Both are outfitted with the newest version of Sony's Translucent Mirror tech, basically an entirely new type of camera that our counterparts at Pop Photo absolutely love. You can read a longer description of that tech and why it's amazing here, but essentially the idea is that by using a translucent reflex mirror (rather than one that must be flipped up and away when switching to video mode), Sony's cameras enable legitimate autofocus for video. The higher-end A77 boasts the newest version of the Translucent Mirror, which gives it the world's fastest continuous autofocus shooting, capturing full-rez images (and at 24-megapixels, these are massive ones) at 12 frames per second (the A65 gets 10fps).
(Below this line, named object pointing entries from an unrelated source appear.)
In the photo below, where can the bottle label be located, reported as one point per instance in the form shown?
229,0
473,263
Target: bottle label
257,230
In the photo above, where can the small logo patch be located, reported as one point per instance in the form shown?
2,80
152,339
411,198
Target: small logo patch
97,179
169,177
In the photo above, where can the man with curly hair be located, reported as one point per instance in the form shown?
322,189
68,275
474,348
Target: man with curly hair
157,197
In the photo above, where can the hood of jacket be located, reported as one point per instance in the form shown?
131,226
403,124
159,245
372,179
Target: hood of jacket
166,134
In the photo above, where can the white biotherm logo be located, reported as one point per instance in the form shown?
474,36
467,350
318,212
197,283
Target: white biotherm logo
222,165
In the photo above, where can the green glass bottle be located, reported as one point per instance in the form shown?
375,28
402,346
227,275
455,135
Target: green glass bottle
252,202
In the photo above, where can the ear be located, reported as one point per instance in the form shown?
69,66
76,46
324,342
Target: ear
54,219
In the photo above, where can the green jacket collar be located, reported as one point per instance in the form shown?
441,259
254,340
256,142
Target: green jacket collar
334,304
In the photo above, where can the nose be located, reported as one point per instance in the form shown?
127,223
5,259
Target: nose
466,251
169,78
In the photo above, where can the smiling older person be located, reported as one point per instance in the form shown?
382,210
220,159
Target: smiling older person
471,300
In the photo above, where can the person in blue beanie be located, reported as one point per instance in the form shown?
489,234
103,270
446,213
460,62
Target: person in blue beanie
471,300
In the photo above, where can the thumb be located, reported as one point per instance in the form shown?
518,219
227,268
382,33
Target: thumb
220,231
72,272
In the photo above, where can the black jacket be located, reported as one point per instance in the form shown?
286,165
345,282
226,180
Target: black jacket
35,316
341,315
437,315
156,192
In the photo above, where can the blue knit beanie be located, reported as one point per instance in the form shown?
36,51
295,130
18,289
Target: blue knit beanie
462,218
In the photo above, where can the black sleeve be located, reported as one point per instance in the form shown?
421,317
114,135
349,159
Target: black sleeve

The viewfinder, another major strength of Sony's latest Alpha cameras, also gets an upgrade--this time to a high-resolution OLED. Instead of using an optical viewfinder, these digital ones allow all kinds of tweaking and overlays of settings, so you don't have to withdraw your eye and mess around on the camera's LCD to quickly change your aperture or white balance.
A surprising amount of the tech in the Alphas gets carried over to Sony's new interchangeable-lens compact, the NEX-7, the predecessor of which we ranked one of the best cameras of last year. It's got the same 24.3-megapixel sensor and same processor as the big boys, for example. Read more about it here.
You can read more about the NEX-7, A77, and A65 over at Pop Photo--and see a gallery of images taken with them, as those lucky photogs have been playing around with these cameras for a good few days now. The A77 will retail for $1,400, and the A65 for $900, with just the body--no lenses included. The NEX-7 will run for $600, body-only.